Tak hanya itu, arus lalu lintas di sekitar perumahan juga lumpuh total akibat banjir. Warga yang hendak beraktivitas terpaksa mencari jalur alternatif atau menunda perjalanan mereka.

"Anak saya sampai tidak bisa berangkat sekolah karena akses jalan terputus. Ini sangat mengganggu aktivitas sehari-hari kami," tambah Maya.

Warga Harap Pemerintah Segera Bertindak

Menyikapi situasi ini, warga Perumahan Maharta mendesak pemerintah Kota Tangerang Selatan untuk segera mengambil langkah konkret. Mereka berharap agar pemerintah tidak sekadar turun mendata, tetapi juga benar-benar melakukan perbaikan menyeluruh pada sistem drainase dan penanganan banjir di kawasan mereka.

“Kami tidak mau janji-janji lagi. Sudah cukup lelah. Kami butuh aksi nyata dari pemerintah untuk membangun drainase yang memadai, bukan hanya menunggu banjir datang baru sibuk,” tegas Anwar.

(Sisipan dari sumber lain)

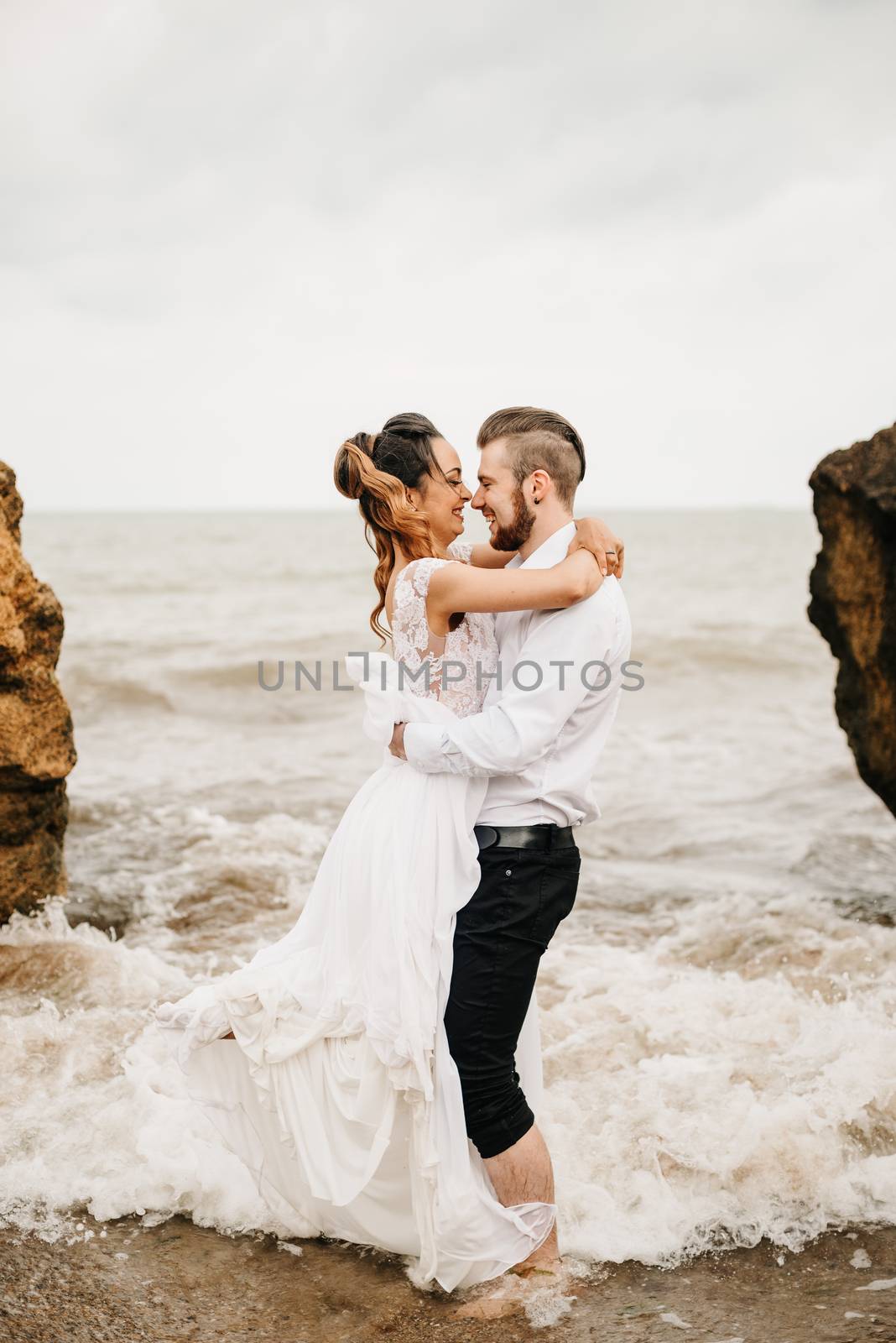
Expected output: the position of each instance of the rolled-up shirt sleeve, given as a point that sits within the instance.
(564, 658)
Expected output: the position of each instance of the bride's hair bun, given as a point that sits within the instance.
(351, 470)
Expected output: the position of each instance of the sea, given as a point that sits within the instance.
(718, 1013)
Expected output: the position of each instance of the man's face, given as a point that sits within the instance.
(502, 500)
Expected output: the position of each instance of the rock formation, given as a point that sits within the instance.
(36, 749)
(853, 598)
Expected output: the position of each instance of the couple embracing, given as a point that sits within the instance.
(378, 1068)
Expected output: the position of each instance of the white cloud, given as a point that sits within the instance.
(237, 234)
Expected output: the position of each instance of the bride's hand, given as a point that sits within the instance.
(605, 546)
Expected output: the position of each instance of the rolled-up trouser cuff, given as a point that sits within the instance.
(495, 1134)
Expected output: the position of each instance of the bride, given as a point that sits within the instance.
(324, 1063)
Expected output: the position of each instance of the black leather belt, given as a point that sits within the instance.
(524, 837)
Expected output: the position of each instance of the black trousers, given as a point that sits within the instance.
(499, 939)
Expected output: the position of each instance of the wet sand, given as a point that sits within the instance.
(179, 1282)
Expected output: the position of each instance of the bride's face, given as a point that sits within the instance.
(443, 496)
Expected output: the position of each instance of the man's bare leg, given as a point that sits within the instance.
(524, 1174)
(521, 1174)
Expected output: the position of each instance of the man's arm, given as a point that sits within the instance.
(524, 724)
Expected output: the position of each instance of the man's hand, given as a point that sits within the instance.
(605, 546)
(398, 745)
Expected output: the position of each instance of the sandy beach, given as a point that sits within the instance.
(179, 1282)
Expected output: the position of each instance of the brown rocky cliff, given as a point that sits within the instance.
(853, 598)
(36, 749)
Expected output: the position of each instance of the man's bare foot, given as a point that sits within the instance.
(513, 1289)
(486, 1309)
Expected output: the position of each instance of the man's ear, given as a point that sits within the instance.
(539, 485)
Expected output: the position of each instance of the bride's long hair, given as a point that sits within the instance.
(378, 470)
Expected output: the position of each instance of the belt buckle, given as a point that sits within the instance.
(486, 836)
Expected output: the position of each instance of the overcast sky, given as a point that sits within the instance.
(237, 233)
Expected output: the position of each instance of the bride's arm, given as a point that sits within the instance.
(461, 588)
(591, 534)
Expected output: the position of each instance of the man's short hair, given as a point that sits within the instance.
(538, 441)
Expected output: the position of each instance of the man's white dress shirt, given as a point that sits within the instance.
(541, 745)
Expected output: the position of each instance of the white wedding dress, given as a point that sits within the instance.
(338, 1091)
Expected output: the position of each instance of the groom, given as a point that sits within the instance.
(538, 738)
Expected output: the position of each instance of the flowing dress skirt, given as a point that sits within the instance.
(340, 1092)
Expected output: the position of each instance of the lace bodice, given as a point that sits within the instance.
(451, 668)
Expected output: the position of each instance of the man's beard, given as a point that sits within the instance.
(515, 534)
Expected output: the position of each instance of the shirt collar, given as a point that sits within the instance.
(549, 552)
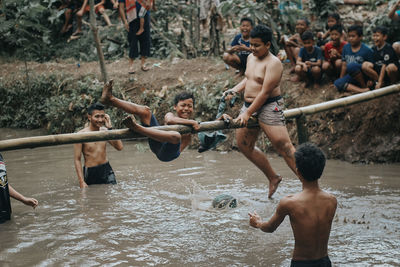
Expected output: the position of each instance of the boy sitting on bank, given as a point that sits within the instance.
(354, 54)
(293, 44)
(332, 64)
(308, 64)
(310, 212)
(384, 68)
(166, 145)
(236, 56)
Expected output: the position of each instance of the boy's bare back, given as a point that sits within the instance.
(311, 213)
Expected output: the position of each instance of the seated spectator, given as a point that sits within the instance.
(385, 66)
(98, 8)
(332, 64)
(323, 38)
(394, 14)
(236, 56)
(354, 54)
(308, 65)
(293, 44)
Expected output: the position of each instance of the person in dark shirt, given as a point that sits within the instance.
(236, 56)
(354, 54)
(384, 68)
(308, 64)
(6, 191)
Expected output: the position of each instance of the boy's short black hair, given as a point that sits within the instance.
(183, 96)
(263, 32)
(307, 35)
(305, 20)
(336, 16)
(310, 161)
(381, 29)
(247, 19)
(356, 28)
(337, 27)
(95, 106)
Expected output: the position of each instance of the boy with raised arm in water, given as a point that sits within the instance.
(262, 95)
(97, 169)
(311, 211)
(166, 145)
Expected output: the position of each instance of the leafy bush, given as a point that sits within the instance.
(56, 102)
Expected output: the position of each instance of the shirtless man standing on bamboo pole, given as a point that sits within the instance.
(97, 169)
(262, 95)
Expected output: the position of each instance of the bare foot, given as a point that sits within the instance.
(140, 31)
(106, 95)
(295, 78)
(273, 185)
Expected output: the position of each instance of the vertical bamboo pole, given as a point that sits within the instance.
(97, 42)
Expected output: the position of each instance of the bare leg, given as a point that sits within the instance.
(143, 63)
(141, 27)
(105, 16)
(108, 99)
(158, 135)
(280, 139)
(246, 139)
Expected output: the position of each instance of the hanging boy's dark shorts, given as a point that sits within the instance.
(100, 174)
(163, 150)
(323, 262)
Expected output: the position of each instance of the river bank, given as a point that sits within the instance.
(366, 132)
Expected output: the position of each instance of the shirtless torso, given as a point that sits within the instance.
(94, 153)
(262, 83)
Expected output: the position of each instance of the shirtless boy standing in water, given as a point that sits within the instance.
(262, 95)
(311, 211)
(97, 169)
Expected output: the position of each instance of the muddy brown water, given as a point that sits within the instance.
(161, 214)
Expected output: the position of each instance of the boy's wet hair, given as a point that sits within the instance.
(381, 29)
(336, 16)
(337, 27)
(307, 35)
(247, 19)
(183, 96)
(356, 28)
(263, 32)
(95, 106)
(310, 161)
(305, 20)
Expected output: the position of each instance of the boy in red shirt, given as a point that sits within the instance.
(333, 52)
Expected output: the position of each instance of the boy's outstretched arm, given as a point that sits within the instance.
(273, 223)
(18, 196)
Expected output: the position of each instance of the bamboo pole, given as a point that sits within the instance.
(53, 140)
(342, 102)
(73, 138)
(96, 38)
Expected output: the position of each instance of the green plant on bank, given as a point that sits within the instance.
(56, 103)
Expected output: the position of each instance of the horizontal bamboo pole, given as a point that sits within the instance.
(53, 140)
(60, 139)
(342, 102)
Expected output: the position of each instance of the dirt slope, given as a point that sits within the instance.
(367, 132)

Senada dengan itu, Maya juga menambahkan, "Kami bukan ingin menyalahkan siapa pun. Tapi ini persoalan yang sangat serius dan menyangkut keselamatan warga. Kalau dibiarkan, lama-lama bisa memicu bencana yang lebih besar."

Warga Bergerak, Pemerintah Diharapkan Tidak Diam

Banjir yang kembali menerjang Perumahan Maharta menjadi cermin nyata bahwa penanganan banjir di Tangerang Selatan masih jauh dari kata tuntas. Warga yang selama ini hanya mengandalkan gotong royong berharap pemerintah daerah segera turun tangan secara serius dan berkelanjutan.

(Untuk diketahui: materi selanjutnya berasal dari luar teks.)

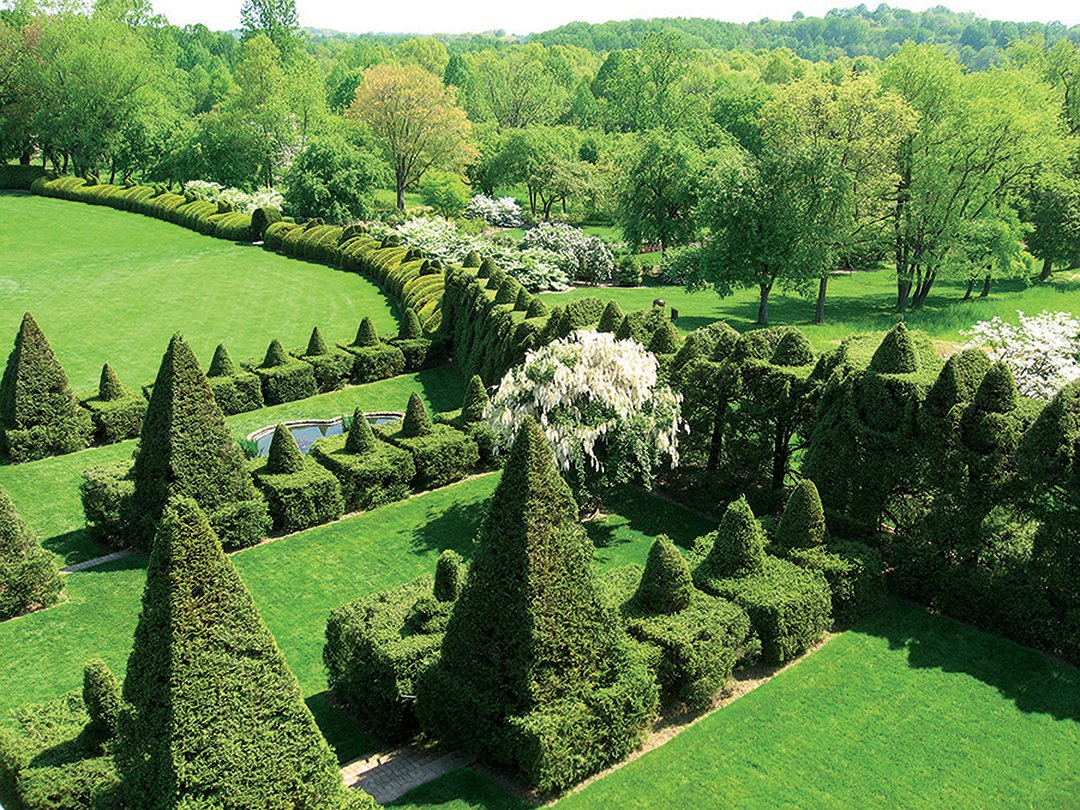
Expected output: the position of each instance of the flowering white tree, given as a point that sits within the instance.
(1042, 351)
(599, 403)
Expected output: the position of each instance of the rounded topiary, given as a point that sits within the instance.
(449, 576)
(666, 585)
(366, 335)
(109, 387)
(895, 354)
(284, 457)
(275, 355)
(221, 365)
(475, 401)
(611, 318)
(316, 345)
(360, 439)
(417, 420)
(802, 523)
(793, 350)
(409, 328)
(739, 544)
(100, 693)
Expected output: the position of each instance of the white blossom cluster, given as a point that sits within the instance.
(583, 390)
(1042, 351)
(503, 213)
(234, 198)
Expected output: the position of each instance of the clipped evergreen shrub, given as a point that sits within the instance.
(39, 414)
(213, 710)
(535, 671)
(117, 413)
(186, 449)
(28, 575)
(370, 472)
(299, 491)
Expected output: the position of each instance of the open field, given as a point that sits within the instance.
(112, 286)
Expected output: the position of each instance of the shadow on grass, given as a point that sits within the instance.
(1034, 682)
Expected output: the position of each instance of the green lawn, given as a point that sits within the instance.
(112, 286)
(861, 301)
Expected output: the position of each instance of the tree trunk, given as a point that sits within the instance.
(822, 289)
(763, 305)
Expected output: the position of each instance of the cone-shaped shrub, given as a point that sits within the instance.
(449, 576)
(802, 524)
(109, 387)
(28, 575)
(895, 353)
(185, 448)
(316, 346)
(39, 414)
(221, 365)
(409, 328)
(997, 392)
(366, 335)
(475, 401)
(611, 318)
(793, 350)
(275, 355)
(284, 456)
(664, 340)
(100, 693)
(738, 545)
(666, 585)
(213, 710)
(360, 439)
(417, 420)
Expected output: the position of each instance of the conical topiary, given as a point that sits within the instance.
(366, 335)
(360, 439)
(475, 401)
(185, 447)
(284, 457)
(109, 387)
(35, 394)
(275, 355)
(664, 340)
(611, 318)
(895, 353)
(666, 585)
(28, 574)
(221, 365)
(316, 346)
(997, 392)
(738, 545)
(802, 523)
(417, 421)
(212, 709)
(449, 576)
(793, 350)
(409, 328)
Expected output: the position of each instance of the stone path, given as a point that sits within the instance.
(96, 561)
(390, 774)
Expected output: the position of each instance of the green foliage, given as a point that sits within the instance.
(39, 414)
(186, 449)
(214, 710)
(530, 648)
(28, 576)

Upaya swadaya warga memang patut diapresiasi, namun tentu tidak cukup jika tanpa dibarengi dengan intervensi pemerintah yang terstruktur dan berkesinambungan. Dengan perbaikan infrastruktur drainase yang memadai, serta kolaborasi erat antara pemerintah dan masyarakat, diharapkan musibah banjir di Perumahan Maharta tidak lagi menjadi bencana tahunan.